Uluslararası Kızılhaç Komitesi’nden yapılan açıklamada da doktorların büyük bir yük altında ve çok zor koşullarda çalıştığı ifade ediliyor. Özellikle yaralı sayısında ciddi artış olduğuna dikkat çekiliyor: 

Bir aydan biraz fazla bir sürede tedavi edilen hasta sayısı, önceki yıl boyunca meydana gelen tüm kazalarda tedavi edilen toplam hasta sayısını aştı. Yaralılar arasında bebekler, gençler, yaşlılar ve anneler var. Yaralıların çoğunu genç erkekler ve çocuklar oluşturuyor. Birçok kişi sadece aileleri için yiyecek veya yardım almaya çalıştıklarını söylüyor.

Komitenin Refah’taki hastanesinde çalışan sağlık görevlilerinden Haytam Hasan, günde 30 ya da 40 kişinin ameliyathaneye alındığını belirtiyor.

İsrail ordusu, 7 Ekim 2023’ten beri sürdürdüğü saldırılarda Gazze’deki 36 hastanenin neredeyse yarısını kullanılmaz hale getirdi. Kalan hastanelerse çok düşük kapasitede çalışıyor. Bunlara ek olarak Gazze Sağlık Bakanlığı’nın verilerine göre İsrail, savaşın başından bu yana en az 1580 doktoru ve sağlık görevlisini öldürdü.

Filistinli yetkililer, Netzarim ve Refah bölgelerindeki GHF'ye ait erzak dağıtım noktalarının "insani yardım" kisvesi altındaki ölüm tuzaklarına dönüştüğünü ve İsrail'in sivilleri kasıtlı olarak hedef aldığını savunuyor. İsrail ordusuysa iddiaları reddederek kurallara uymayan kişilere "uyarı ateşi" açıldığını öne sürüyor.

Diğer yandan İsrail Savunma Bakanı Israel Katz, pazartesi günü yaptığı açıklamada, orduya Gazze'nin güneyindeki Refah şehrinde "insani yardım kenti" kurulması talimatını verdiğini duyurmuştu. Gazze'deki tüm sivillerin kademeli olarak bu bölgeye toplanması, daha sonra da başka ülkelere sürülmesi hedefleniyor.
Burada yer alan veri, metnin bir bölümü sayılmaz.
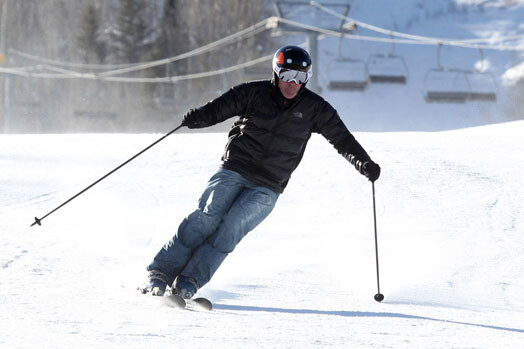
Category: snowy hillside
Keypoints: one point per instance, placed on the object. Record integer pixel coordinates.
(450, 211)
(450, 218)
(403, 107)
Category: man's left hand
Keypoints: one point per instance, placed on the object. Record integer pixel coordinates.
(371, 170)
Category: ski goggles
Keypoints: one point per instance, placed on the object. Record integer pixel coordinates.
(299, 77)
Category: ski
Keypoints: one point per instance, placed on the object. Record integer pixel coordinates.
(176, 301)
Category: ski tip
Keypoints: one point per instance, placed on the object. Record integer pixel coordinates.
(175, 301)
(204, 303)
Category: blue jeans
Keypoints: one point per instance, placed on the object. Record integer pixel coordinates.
(230, 207)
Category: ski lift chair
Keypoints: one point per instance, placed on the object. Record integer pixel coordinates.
(347, 74)
(444, 85)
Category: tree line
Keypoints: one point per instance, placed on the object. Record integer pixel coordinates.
(115, 32)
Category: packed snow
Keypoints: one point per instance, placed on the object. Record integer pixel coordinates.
(450, 220)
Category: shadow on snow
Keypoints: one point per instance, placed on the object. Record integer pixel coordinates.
(357, 314)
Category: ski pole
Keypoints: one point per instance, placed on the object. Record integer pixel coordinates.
(379, 297)
(39, 220)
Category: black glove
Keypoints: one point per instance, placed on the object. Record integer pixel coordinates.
(193, 119)
(371, 170)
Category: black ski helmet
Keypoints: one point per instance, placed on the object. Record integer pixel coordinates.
(292, 58)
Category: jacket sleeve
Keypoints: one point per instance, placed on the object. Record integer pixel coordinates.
(230, 104)
(333, 129)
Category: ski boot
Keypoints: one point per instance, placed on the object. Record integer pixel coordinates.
(186, 287)
(156, 285)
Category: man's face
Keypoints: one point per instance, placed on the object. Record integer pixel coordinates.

ABD Başkanı Donald Trump'ın Gazze'yi "Ortadoğu'nun Rivierasına" çevirme planı da tepki çekmişti. Trump, Filistinlilerin çevre ülkelere yerleştirilmesiyle bölgenin kontrolünün ABD'ye geçmesini ve Gazze'nin turizm merkezine dönüştürülmesini önermişti. 

Reuters’ın görüştüğü Gazzeliler, ABD ve İsrail’in sürgün planını kabul etmeyeceklerini söylüyor. Filistinli Mansur Ebu Hayer, şu ifadeleri kullanıyor: 

Burası bizim toprağımız. Kime bırakacağız, nereye gideceğiz?